Traumatic neuritis is common in fractures or dislocation of bones and joints of the extremities due to their anatomical proximity. After diagnosing the level of nerve damage, treatment is started taking into account the symptoms of nerve root damage.
Post-traumatic neuropathies causing persistent pain symptoms (neuralgia) or hypesthesia (decreased sensation) or muscle paresis (decreased strength) takes time and patience and responds well to treatment.
Injuries to such a large nerve as the sciatic nerve are rarely complete. More often, this or that portion of the sciatic nerve suffers more.
Diagnosis of traumatic neuropathy
Neuropraxia is a disease of the peripheral nervous system, during which there is a temporary loss of motor and sensory function due to blockage of nerve conduction. Disruption of nerve impulse transmission in neuropraxia usually lasts an average of 6-8 weeks until it is fully restored.
Symptoms of damage to any peripheral nerve in traumatic neuritis consist of motor, reflex, sensory and vasomotor-secretory-trophic disorders. Examination of a patient with traumatic neuritis traditionally begins with the collection of anamnestic information.
Classical electrodiagnostic is of great importance in the system of a comprehensive study of a patient with traumatic neuritis in the period from 2 weeks and later after injury, helping to separate degenerative from non-degenerative disorders. Thus, to a certain extent, the prognosis is also determined, since closed damage to the nerve trunks, in particular the brachial plexus, accompanied by degeneration, is always doubtful concerning the completeness and quality of restoration of lost movements, especially in the distal parts of the limb.
Restoration of movements to a force of 4–5 points after traumatic neuritis is observed only in those muscles in which, with classical electrodiagnostic, reduced electroexcitability or a reaction of partial nerve degeneration is revealed.
With the reaction of complete degeneration of the nerve after traumatic neuritis, the restoration of movement in the muscles is not observed.

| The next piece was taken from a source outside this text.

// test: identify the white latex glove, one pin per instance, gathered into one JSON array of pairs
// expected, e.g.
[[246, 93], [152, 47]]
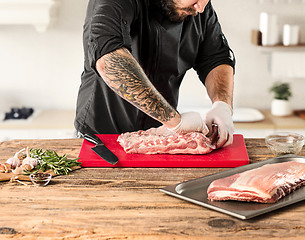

In very late periods after nerve damage in traumatic neuritis, the identification of the loss of electrical excitability of the paralyzed muscles gives an additional reason in favor of refusing to operate on the nerves. Earlier than in other areas, the electrical excitability of the muscles of the dorsum of the forearm disappears. Contrary to conventional wisdom, the small muscles of the hand often turn out to be more stable in terms of their ability to respond to stimulation by the electric shock.
Electromyography is a very promising research method for closed injuries of the brachial plexus, which makes it possible to record the dynamics of changes in the neuromuscular apparatus during the recovery process. The corresponding electromyographic curve with the appearance of previously absent action potentials in traumatic neuritis makes it possible to expect the restoration of movement long before the first clinical signs of this restoration.
Treatment of traumatic neuropathy
Treatment for traumatic neuropathy is selected individually in each case. It includes a set of conservative procedures:
- nerve and muscle stimulation
- vitamins of group "B", "C" and "E"
- homeopathic remedies
- surgical treatment (neurolysis of the nerve trunk, etc.)